Answering that question takes careful thought and humility. It’s my hope that the summaries of this book will help the Christian in particular be salt and light as they engage to the glory of God, the political process. Moreover, it’s my desire to see the citizens of heaven consider their temporary earthly citizenship as a means to rule and reign that honors Christ and their fellow man, rather than shaming his name.
SERIES PREFACE (Pgs.9-27)
This book is written for the busy student or parent in mind. The goal of integration is both conceptual and personal. The former blends its’ theological beliefs with one’s profession of faith into a coherent Christian worldview, where the latter seeks to publically and privately live out the implications of what it means to be “Christ’s disciple”. Moreland/Beckwith (series editors) argue that the reason integration is vital (among other things) is because the Bible is true in its teachings and our vocations and discipleship demand it.

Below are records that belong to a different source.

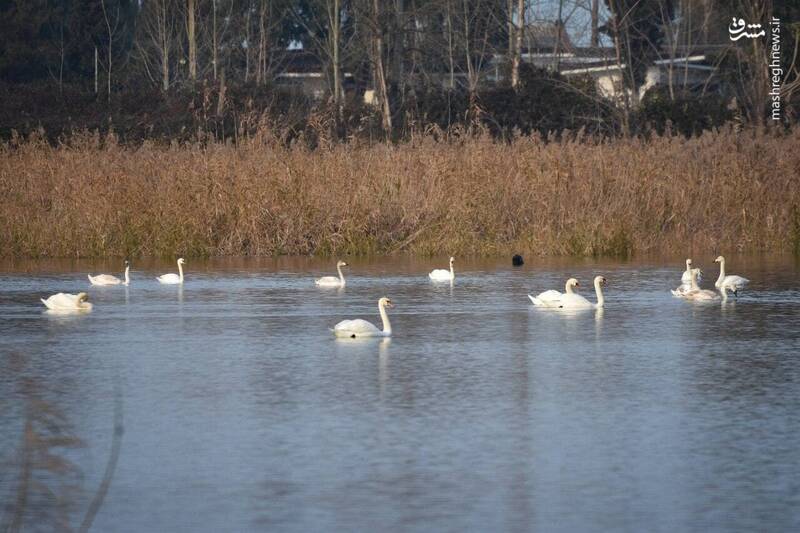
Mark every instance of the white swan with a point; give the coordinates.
(732, 283)
(686, 281)
(576, 301)
(333, 281)
(695, 292)
(552, 297)
(108, 279)
(440, 274)
(173, 279)
(686, 278)
(68, 302)
(361, 328)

One of the ways we love God is with our minds, thus to neglect it fosters a secular/sacred divide which works against the spiritual warfare in which believers are already engaged. Our battle as Christians involves ideas that oppose Christ’s Lordship. Grappling with epistemological ideas (i.e., ideas of what we know and how we know them) are part of that battle.
Moreland therefore emphasizes the need to bring back into culture Christian truth claims as part of the plausibility structure. If they are not part of it, then our ideas won’t even be considered. These are ideas, or set off ideas a person either is or is not willing to entertain as true. To accomplish the aforesaid, Moreland explains that it is therefore necessary to employ the three integrative tasks.

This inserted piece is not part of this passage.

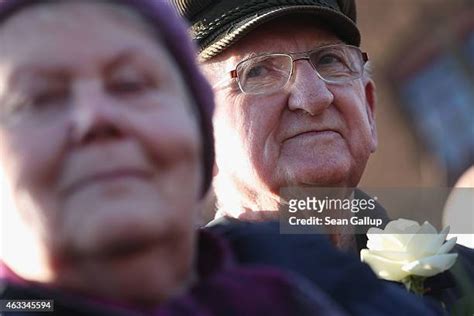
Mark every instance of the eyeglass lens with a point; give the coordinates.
(268, 73)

First, is direct defense; here the goal is to show that the Christian worldview is rationally justified. Second, is polemics; which involves criticizing rival worldviews to Christianity, and third, are theistic explanations; which are used to explain phenomenon in one’s profession.
The approach Moreland and Beckwith take of integration has its critics (Pgs.24-26), but one thing however is certain, for Christians not to engage in discipline (x) with their worldview, has actually aided in the secularization of our western culture.
Beckwith starts off by stating that to learn this “state craft” as “soul craft” one must take many years to hone these skills and contemplate these truths. For me these years have become increasingly lessened because of my age (53). Yet, there’s no time like the present to learn any subject and consider how it relates to my personal discipleship to Christ. A grown man with grown children I thought it appropriate to gather as much knowledge as I possibly can from this source. And thus I commend it to you for your careful scrutiny.